The uprising was directed against tsarist authorities, the imperialist war, and the native administrators who abetted the Russian civil authorities in their plundering and violence. Initially an anticolonial and antiwar uprising, the rebellion gradually developed into an antifeudal struggle. Only in a few small regions did the feudal and religious elements succeed in fomenting reactionary nationalistic outbreaks. The prime moving forces of the uprising were the peasants and herders, as well as the workers and artisans in the cities. The rebels used guerrilla tactics. The workers Iu. Ibargimov and R. Ikramov led the movement in Tashkent.

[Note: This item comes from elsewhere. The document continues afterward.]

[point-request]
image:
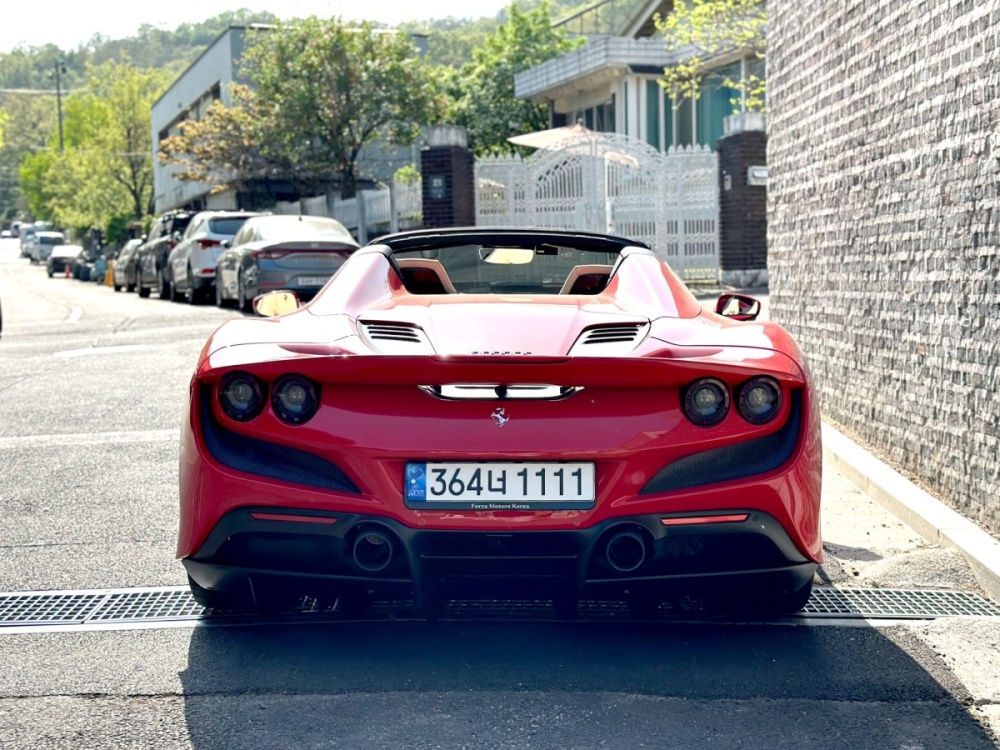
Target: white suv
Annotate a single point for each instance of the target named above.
(191, 264)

The bourgeois nationalists—the Jadidists and Alash-Orda—urged the people to support tsarism and helped implement the mobilization. In the face of stubborn popular resistance the tsarist government managed to send only 123,000 persons from Turkestan for rear work by Mar. 1, 1917. The uprising was brutally suppressed by tsarist troops. In the Transcaspian Oblast, however, it continued until late January 1917. As a part of the general democratic movement in the country, the Middle Asian Uprising of 1916 was one of the clearest indications of the revolutionary crisis that had come to a head during World War I, as well as one of the heralds of the bourgeois democratic revolution in Russia.
REFERENCESVosstanie 1916 g. v Srednei Azü i Kazakhstane: Sb. dokumentov. Moscow, 1960.
Tursunov, Kh. T. Vosstanie 1916 g. v Srednie Azü i Kazakhstane. Tashkent, 1962.
Usenbaev, K. Vosstanie 1916 goda v Kirgizii. Frunze, 1967.
Amangel’dy Imanov. Stat’i, dokumenty, materialy. [Alma-Ata, 1974.]